The message you posted is not from the build of libogg. It's from audio/libvorbis.
So try _cd /usr/ports/audio/libvorbis && make clean && make install clean_


----------



## deadrabbit (Jul 12, 2009)

I also tried doing a make clean, make, make install in libvorbis before posting here, and it also produces an error - I'll give it another shot, and post the output.

I'm running sysinstall over SSH, so switching TTY doesn't work - is there a way to see the debug screen over SSH?

If I install a package from sysinstall, that's a binary right? I'm a bit perplexed about why the build is failing, and also I can't install the binary.

Thanks for the tips.


----------



## deadrabbit (Jul 12, 2009)

Trying to build libvorbis failed with the same error.


----------



## ale (Jul 12, 2009)

How did you installed your packages (ports/packages)?
Is your ports tree updated?
Are your installed packages updated (pkg_version -l "<")?


----------



## deadrabbit (Jul 13, 2009)

I installed FreeBSD with the minimal set of packages 2 days ago, then downloaded the ports tree, so it should be up to date. I installed distcc with ports (although, I couldn't get it to work with my Arch Linux distcc server). Then I attempted to install musicpd with ports, and ran in the libvorbis problem. 

pkg_version -l "<" showed that libiconv and popt were out of date, so I updated those with ports, and now I'm trying to build libvorbis again (it takes a few hours to fail, so it's a pretty slow troubleshooting process).


----------



## jb_fvwm2 (Jul 13, 2009)

You may want to upgrade your ports tree. libvorbis was 
bumped on the tenth...  Also many audio ports were
minor-bumped a day or so earlier than that IIRC.


----------



## deadrabbit (Jul 14, 2009)

I tried updating the ports tree and building - still failing with the same error.

I also tried downloading the libvorbis source directly from xiph.org, and building it without ports - and again, it failed with the same error.

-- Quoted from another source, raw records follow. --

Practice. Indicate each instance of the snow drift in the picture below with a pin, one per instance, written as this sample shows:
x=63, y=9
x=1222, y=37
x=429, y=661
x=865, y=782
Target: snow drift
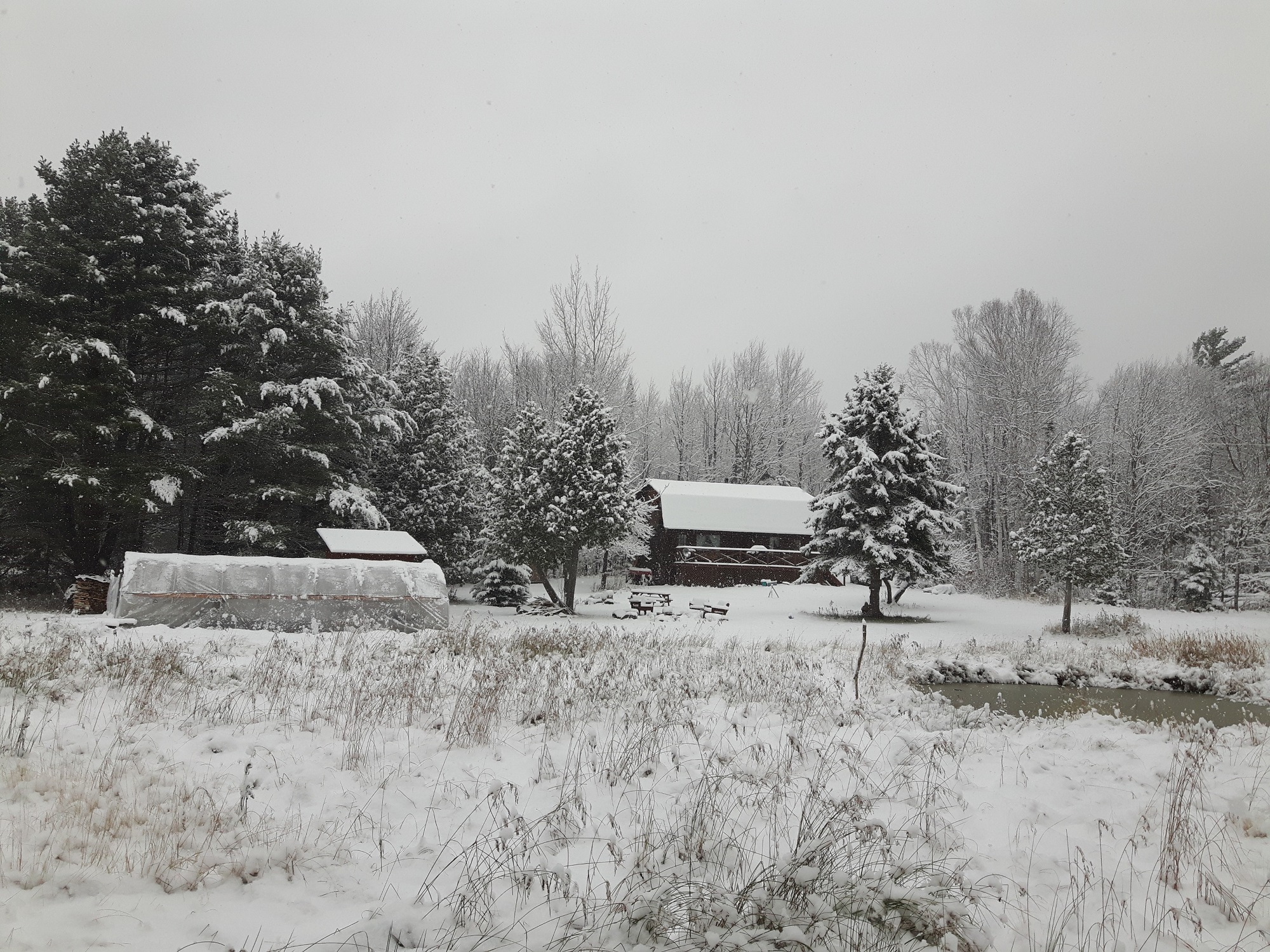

Any more ideas? Or is it time for me to switch back to Linux?


----------



## ale (Jul 15, 2009)

Are you are on a machine with few memory (or many used mem and few swap)?
What removing -pipe and/or lowering -O to 0 in your /etc/make.conf?
I think that it's not the case, but are you trying to build it with a gcc version different from the one installed from the base OS?


----------



## deadrabbit (Jul 15, 2009)

It does have very little memory - I thought it was 48MB, but I just checked and it's 24MB. I'm going to look around for some spare sticks to increase it . . . in the mean time, I'm trying your suggested modifications to make.conf. And I am use the regular build of gcc from the CD install.


----------



## deadrabbit (Jul 15, 2009)

It compiled! Thanks for all the help  . . . now on to getting audio and wireless to work.


----------